The Standard Repayment Plan offers a fixed payment amount each month until your loans are paid in full. Monthly payments are a minimum of $50, with a maximum term of 30 years to repay your loans with a fixed interest rate. The standard plan does not account for your personal finances.
The Graduated plan offers monthly payments that start out low and will increase every 2 years. This is a good plan for individuals who expect their income to increase steadily over time. The maximum term is 30 years to repay this loan. Monthly payments are never less than the amount of interest that accrues between payments.
The Income Based Repayment (IBR) plan is a plan offered by the Department of Education that can help borrowers who cannot afford their monthly payment. This plan caps your maximum payment to 10% of your income after taxes and other mandatory expenditures.

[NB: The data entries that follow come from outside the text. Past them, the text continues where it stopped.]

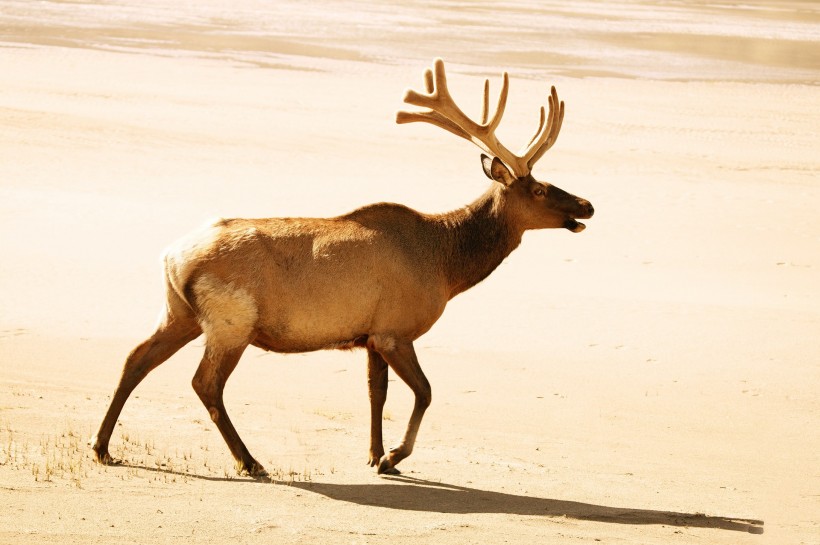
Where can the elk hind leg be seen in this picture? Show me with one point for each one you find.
(401, 357)
(377, 388)
(175, 330)
(209, 384)
(228, 315)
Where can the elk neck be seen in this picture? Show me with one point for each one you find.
(477, 238)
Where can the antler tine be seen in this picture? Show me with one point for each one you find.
(502, 103)
(547, 134)
(442, 111)
(485, 108)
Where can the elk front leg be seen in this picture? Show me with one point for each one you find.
(401, 357)
(377, 388)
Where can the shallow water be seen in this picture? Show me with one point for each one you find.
(668, 40)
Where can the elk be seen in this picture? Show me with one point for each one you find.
(377, 278)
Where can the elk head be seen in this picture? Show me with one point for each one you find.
(537, 205)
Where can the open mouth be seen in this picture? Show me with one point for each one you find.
(574, 225)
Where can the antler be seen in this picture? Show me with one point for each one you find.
(443, 112)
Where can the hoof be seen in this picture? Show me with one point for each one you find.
(105, 459)
(254, 469)
(374, 459)
(387, 468)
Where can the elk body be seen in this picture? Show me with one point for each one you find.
(377, 278)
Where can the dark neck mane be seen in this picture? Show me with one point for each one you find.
(477, 239)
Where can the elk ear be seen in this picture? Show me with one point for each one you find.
(496, 170)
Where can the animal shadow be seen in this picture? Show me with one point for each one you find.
(411, 494)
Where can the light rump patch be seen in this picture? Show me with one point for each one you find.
(227, 313)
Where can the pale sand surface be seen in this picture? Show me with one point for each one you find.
(651, 380)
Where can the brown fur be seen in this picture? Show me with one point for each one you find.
(376, 278)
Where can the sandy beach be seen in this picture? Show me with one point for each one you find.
(653, 379)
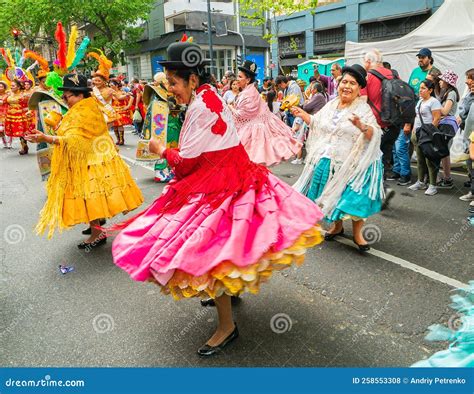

The PAYE Plan is a financial hardship program. PAYE caps monthly payments for Federal Direct Student Loans at 10% of discretionary income to make them affordable based on annual income as well as state of residency. Payments are recalculated once a year.If filing a tax return as Married Filing Jointly, your spouse’s income will be include in the calculation to determine your monthly payment. The maximum term for this plan is 20 years.
The Income Contingent Repayment (ICR) plan is designed to make repaying education loans easier for students who intend on pursuing jobs with lower salaries, such as careers in public service. It does this by pegging the monthly payments to the borrower’s income, family size, and total amount borrowed.